Foi atacado, agredido, enxovalhado. Regressava a casa arrastando o corpo e a alma.
Tudo lhe doía. Sentia dores em partes do corpo que nem sabiam que existiam.
Abriu a porta de casa e deixou-se cair, a escuridão tomou conta dele.
Sentiu um beijo doce, muito doce, na testa. Tentava abrir os olhos, mas estes ainda estavam pesados. A luz penetrou-lhe, finalmente, no olhar e, por momentos, pensou que tinha morrido.
Era um anjo. Só podia ser um anjo… não existiam mulheres assim, principalmente depois do dia infernal que tinha vivido. Aquele rosto celestial inclinou-se para ele de novo e beijou-o, desta vez na face. Ao sentir o toque dos lábios, foi como se o sangue que sentia congelado nas veias voltasse de novo a correr. Estremeceu ao sentir que o seu coração pulsava de novo e sorriu.
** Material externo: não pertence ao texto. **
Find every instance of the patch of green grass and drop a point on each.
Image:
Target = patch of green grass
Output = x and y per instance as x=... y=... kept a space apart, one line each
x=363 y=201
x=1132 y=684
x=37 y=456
O anjo continuava a fitá-lo como se quisesse dizer-lhe algo de muito importante. E disse, quando se inclinou novamente e beijou-o, com a mesma suavidade dos beijos anteriores, mas na boca. E aquele beijo soube-lhe a água fresca, colhida directamente de uma fonte de montanha.
As feridas sararam e o seu corpo ganhou nova vida. Ergueu-se no leito e olhou o seu anjo olhos nos olhos. Finalmente o anjo falou:
– Não fui eu quem te salvou… foste tu, com a tua força, com a tua vontade de viver, com a tua alegria!
– Mas eu estava morto, fui ao fundo… e tu foste-me lá buscar!
– Fui, mas porque sei que não querias lá ficar. Estou sempre contigo e sei que mereces ser feliz.
Então, ele chorou. Não se sentia digno de tanto amor. Afinal, quando se sentia só, não estava só. Havia sempre aquele anjo…
O anjo beijou-lhe as lágrimas e disse:
– Por favor, não… O teu rosto não foi feito para lágrimas, mas para sorrisos. Do mesmo modo, o teu coração foi feito para amar e não para odiar.
– Mas eu não mereço…
– Porquê?
– Não sou digno do teu amor…
– Já te esqueceste de tudo o que fizeste por mim? De todas aquelas vezes em que todos me abandonaram e só tu, apenas tu, me deste tudo? Quando quis desistir, quando me senti sem forças e tu pegaste em mim ao colo?
– Eu fiz isso tudo por ti?
– Sim. És a minha certeza. Sei que estás sempre, sempre comigo… Sei que és o único que não me abandonará, nunca! Por isso, quero ser tudo isso para ti.
– És o meu anjo!
– Não… tu és o meu anjo!
Ele riu. Começava a fase da inocência, em que competiam para ver quem proferia o melhor elogio de amor.
– Seremos o anjo um do outro?
– Seremos a vida um do outro.
– Isso quer dizer que não existimos um sem o outro.
– Tu és sinónimo de existir. Todos estes anos que vivi sem ti, eu não existia.
– Nunca viveste sem mim. Quando sonhavas com amor, quando desejavas alguém que te amasse, quando querias ser feliz ao lado de outra pessoa, era em mim que pensavas, mas eu não tinha rosto. Então eu apareci e ganhei um rosto, o teu amor ganhou um nome e nunca mais precisaste de sonhar.
– Como é possível?
– O quê?
– Tudo. Será que amar não tem limites?
– Os limites somos nós e eu hoje sinto-me infinita.
– Infinitamente bela…
– Infinitamente amada
– Infinitamente minha
– Infinitamente tua…
Então, ele beijou-a. Sem largar o seu olhar por um segundo, levou-a a uma viagem inesquecível da qual só voltaram pela imposição natural do cansaço dos seus corpos.
– E pronto… já não somos anjos!
– Porquê?
– Os anjos não têm sexo!
– Tão bom como este não têm, de certeza.
Riram, brincaram, conversaram, adormeceram.
No dia seguinte voltaria, o sofrimento, a dor… Ele entraria novamente em casa, desfalecido. Mas, a única coisa que importava é que nada, mas mesmo nada, apagaria aquele momento.